Ambassador of Russia to the United Kingdom
- In office 5 November 2019 – 21 July 2026
- President: Vladimir Putin
- Preceded by: Alexander Yakovenko
- Succeeded by: Vacant

Permanent Representative of Russia to the Organization for Security and Co-operation in Europe
- In office 7 June 2011 – 5 August 2015
- Preceded by: Anvar Azimov
- Succeeded by: Aleksandr Lukashevich [ru]

Personal details
- Born: Andrey Vladimirovich Kelin 15 May 1957 (age 69)
- Spouse: Irina Kelina
- Children: 2
- Alma mater: Moscow State Institute of International Relations
- Awards: Order of Honour Order of Friendship Medal of the Order "For Merit to the Fatherland" Second Class

= Andrey Kelin =

Russian diplomat

Andrey Vladimirovich Kelin (Андрей Владимирович Келин; born 15 May 1957) is a Russian diplomat. He has served in various diplomatic roles since the 1970s, and served as Ambassador of Russia to the United Kingdom from 2019 to 2026.

Born in 1957, Kelin embarked on a diplomatic career, joining the Ministry of Foreign Affairs in 1979 in the Soviet Union. He has held various posts in embassies in Europe, and took part in arms-limitation talks and then in the ministry's department of Pan-European Cooperation. After a period as Deputy Permanent Representative of the Russian Federation to NATO and then representative to the Organization for Security and Co-operation in Europe, Kelin eventually rose to be in charge of the Department of Pan-European Cooperation in 2015. In 2019, he was appointed Ambassador of Russia to the United Kingdom.

==Early life and career==
Born on 15 May 1957, Kelin studied at the Faculty of International Journalism at Moscow State Institute of International Relations, and joined the Ministry of Foreign Affairs in 1979. His early work was in various positions in the ministry, and in overseas embassies, including the Netherlands, Switzerland, and Belgium. He speaks Russian, English, French and Dutch.

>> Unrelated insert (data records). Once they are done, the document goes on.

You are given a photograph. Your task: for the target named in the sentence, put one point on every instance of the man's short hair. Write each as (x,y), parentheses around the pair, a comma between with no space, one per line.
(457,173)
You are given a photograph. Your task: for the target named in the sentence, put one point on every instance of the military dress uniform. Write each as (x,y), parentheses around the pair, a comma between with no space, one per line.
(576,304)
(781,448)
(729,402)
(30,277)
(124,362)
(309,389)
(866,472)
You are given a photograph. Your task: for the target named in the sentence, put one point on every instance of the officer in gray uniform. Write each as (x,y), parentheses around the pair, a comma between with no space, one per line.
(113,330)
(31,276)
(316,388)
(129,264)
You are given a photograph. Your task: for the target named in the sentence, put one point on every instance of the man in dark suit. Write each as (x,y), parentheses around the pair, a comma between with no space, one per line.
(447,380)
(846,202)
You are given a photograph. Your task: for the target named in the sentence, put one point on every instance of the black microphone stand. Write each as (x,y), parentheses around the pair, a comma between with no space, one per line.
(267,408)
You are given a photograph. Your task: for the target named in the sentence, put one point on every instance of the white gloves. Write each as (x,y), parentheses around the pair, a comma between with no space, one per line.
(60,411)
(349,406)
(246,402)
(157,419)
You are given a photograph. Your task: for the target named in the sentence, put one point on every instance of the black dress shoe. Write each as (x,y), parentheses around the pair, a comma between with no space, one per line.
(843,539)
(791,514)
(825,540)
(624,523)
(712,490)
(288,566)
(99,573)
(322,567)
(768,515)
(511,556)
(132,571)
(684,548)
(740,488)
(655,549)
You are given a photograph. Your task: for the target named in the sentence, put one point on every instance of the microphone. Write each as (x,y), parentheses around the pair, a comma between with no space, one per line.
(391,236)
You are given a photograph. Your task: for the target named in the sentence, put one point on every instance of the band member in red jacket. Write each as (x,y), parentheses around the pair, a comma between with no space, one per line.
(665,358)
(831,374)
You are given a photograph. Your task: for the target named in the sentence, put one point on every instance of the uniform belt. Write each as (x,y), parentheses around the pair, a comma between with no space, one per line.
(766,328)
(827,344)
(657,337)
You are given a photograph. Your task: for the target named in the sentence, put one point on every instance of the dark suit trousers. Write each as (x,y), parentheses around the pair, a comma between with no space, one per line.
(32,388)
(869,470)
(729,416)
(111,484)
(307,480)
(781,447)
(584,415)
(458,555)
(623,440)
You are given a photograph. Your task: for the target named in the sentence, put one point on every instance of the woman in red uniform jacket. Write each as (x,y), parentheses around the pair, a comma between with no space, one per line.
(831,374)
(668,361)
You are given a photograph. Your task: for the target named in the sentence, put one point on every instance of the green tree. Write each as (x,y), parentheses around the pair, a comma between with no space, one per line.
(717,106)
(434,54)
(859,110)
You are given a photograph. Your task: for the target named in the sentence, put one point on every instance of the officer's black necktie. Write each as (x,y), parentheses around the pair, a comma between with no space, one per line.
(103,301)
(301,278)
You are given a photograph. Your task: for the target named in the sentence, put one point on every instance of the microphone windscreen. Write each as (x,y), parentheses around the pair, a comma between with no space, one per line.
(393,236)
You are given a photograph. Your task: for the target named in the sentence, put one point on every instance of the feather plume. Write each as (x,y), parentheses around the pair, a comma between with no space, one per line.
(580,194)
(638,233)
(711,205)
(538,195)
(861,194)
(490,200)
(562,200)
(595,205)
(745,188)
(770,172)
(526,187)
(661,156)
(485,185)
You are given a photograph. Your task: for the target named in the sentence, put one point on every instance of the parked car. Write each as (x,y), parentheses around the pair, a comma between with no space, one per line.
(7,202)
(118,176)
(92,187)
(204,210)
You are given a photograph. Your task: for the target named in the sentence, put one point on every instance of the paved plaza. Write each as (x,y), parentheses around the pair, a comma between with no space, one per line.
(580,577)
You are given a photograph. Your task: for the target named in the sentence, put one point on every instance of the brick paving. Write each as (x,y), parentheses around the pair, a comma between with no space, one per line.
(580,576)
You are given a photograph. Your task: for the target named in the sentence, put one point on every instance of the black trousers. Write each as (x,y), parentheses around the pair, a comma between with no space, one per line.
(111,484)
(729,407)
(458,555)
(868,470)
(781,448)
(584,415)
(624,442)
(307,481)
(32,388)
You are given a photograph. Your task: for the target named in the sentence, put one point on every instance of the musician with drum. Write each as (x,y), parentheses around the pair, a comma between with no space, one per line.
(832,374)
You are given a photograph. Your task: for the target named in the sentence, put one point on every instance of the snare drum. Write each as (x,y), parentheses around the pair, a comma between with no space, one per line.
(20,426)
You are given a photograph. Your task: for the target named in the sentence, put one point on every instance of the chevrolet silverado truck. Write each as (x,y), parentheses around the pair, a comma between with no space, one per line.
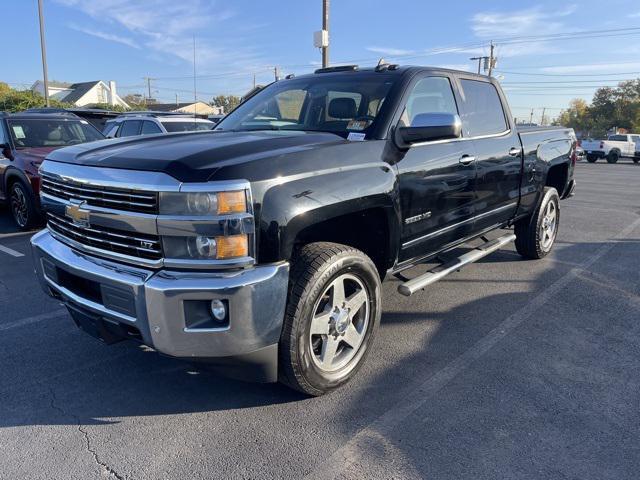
(613,148)
(260,247)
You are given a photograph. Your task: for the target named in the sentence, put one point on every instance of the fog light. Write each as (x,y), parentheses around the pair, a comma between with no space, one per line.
(218,310)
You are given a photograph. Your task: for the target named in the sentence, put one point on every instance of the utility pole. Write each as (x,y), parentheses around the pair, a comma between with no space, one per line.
(491,59)
(148,80)
(479,62)
(325,27)
(44,54)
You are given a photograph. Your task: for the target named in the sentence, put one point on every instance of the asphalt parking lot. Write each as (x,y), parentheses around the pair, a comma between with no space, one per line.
(507,369)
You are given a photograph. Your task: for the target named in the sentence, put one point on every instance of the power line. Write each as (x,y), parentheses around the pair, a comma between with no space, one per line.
(568,74)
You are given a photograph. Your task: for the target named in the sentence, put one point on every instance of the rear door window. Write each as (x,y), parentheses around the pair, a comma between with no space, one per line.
(149,128)
(483,113)
(130,128)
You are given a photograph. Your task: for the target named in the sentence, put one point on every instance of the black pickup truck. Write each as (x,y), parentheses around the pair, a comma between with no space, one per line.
(260,247)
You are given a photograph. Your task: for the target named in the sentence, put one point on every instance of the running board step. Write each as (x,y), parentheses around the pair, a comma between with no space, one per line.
(412,286)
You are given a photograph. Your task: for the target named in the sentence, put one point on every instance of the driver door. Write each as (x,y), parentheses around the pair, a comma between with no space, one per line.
(436,178)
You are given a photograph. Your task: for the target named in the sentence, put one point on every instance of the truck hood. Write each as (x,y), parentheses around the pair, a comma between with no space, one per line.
(192,157)
(35,155)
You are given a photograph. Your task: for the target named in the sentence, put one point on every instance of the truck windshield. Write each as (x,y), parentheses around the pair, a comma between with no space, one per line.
(186,125)
(34,133)
(341,104)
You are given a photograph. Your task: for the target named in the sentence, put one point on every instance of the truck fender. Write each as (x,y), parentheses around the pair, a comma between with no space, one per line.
(290,205)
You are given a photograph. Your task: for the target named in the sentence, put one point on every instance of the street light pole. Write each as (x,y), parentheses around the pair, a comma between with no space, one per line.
(44,54)
(325,27)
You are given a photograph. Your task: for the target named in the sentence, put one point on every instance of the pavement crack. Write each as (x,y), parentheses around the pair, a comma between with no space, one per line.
(106,469)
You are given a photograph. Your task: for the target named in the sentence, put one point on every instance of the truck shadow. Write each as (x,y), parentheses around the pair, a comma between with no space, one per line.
(127,381)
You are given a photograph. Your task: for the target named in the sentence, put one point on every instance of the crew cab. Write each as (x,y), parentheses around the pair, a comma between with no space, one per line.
(260,247)
(615,147)
(25,140)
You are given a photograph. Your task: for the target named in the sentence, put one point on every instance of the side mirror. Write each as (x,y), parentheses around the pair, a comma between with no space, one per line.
(428,127)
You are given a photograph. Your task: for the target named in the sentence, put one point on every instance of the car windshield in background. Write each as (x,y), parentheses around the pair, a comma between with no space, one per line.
(34,133)
(316,103)
(186,126)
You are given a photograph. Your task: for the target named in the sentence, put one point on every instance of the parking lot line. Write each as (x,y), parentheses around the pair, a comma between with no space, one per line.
(353,451)
(10,251)
(29,320)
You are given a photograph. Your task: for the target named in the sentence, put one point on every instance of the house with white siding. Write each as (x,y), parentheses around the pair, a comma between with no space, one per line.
(82,94)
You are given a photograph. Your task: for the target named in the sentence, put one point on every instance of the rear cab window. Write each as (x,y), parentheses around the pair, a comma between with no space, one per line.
(130,128)
(483,113)
(431,94)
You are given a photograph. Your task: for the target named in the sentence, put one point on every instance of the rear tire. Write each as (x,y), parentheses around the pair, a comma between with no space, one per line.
(332,314)
(536,234)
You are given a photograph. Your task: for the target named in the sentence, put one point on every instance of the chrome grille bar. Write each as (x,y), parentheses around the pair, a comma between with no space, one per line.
(123,199)
(118,241)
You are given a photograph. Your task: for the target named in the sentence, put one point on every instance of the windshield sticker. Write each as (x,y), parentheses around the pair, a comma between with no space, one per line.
(356,137)
(18,131)
(358,124)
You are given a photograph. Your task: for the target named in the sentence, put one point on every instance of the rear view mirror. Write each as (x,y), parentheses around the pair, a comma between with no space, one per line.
(429,127)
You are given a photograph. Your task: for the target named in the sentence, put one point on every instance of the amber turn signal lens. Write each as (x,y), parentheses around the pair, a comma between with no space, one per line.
(233,246)
(232,202)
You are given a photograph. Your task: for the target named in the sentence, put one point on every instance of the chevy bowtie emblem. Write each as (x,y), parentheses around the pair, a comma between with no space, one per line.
(77,214)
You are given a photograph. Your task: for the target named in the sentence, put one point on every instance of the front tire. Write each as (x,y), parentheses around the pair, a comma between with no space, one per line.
(536,234)
(613,157)
(332,314)
(23,208)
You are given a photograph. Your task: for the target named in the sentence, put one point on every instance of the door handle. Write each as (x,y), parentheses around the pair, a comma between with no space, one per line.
(467,159)
(515,151)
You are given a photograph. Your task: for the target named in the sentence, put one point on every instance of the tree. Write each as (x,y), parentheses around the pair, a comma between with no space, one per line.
(611,107)
(227,102)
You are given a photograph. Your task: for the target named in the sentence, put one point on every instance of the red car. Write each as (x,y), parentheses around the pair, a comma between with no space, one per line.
(25,140)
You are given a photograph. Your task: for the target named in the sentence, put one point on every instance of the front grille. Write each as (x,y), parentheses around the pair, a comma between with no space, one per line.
(100,196)
(138,245)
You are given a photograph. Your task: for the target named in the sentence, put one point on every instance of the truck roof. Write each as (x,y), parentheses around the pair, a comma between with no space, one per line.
(390,70)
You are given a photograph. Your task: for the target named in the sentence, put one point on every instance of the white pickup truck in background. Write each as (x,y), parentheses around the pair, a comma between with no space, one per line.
(613,148)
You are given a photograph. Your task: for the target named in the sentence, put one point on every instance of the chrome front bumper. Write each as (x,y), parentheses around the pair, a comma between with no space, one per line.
(153,302)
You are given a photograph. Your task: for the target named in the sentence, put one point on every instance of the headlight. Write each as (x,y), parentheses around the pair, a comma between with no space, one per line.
(201,247)
(203,203)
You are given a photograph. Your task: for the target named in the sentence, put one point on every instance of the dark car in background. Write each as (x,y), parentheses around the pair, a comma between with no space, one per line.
(25,140)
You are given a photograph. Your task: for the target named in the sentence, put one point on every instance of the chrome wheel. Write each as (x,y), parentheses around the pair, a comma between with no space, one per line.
(339,324)
(19,206)
(548,226)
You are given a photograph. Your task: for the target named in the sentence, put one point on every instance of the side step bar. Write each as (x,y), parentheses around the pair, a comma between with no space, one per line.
(412,286)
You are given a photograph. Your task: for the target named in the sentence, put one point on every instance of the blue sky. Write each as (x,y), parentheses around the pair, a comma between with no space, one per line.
(125,40)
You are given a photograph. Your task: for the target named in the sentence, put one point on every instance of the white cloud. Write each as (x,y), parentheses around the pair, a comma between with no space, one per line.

Kelin's first overseas posting was to the Soviet embassy in the Netherlands, from 1979 until 1983. He was part of the Soviet delegation to the Geneva talks in the early 1980s, ultimately resulting in the Intermediate-Range Nuclear Forces Treaty in 1987. He had a second overseas posting between 1990 and 1995 at the Soviet, and later Russian, embassy in Belgium. Between 1995 and 1998, Kelin served as a head of department at the Department of Pan-European Cooperation in the Ministry of Foreign Affairs, and then from 1998 to 2003 he was Deputy Permanent Representative of the Russian Federation to NATO. The permanent representative at this time was Sergey Kislyak.

==Permanent representative and ambassadorship==
In 2003, Kelin became Deputy Director of the Department of Pan-European Cooperation, and then from September 2005 served as Director of the Fourth Department of the Commonwealth of Independent States countries. He was part of the Russian delegation to the Geneva International Discussions on Security and Stability in the Transcaucasus. On 7 June 2011, he took up the post of Permanent Representative of the Russian Federation to the Organization for Security and Co-operation in Europe, succeeding Anvar Azimov. Part of his brief was the continuing discussions on peaceful settlements in the Transcaucasian region. He was recalled on 5 August 2015, and on 21 September 2015 he was appointed Director of the Department of Pan-European Cooperation. On 5 November 2019, Kelin was appointed Ambassador of Russia to the United Kingdom. He succeeded Alexander Yakovenko, who had been recalled in August.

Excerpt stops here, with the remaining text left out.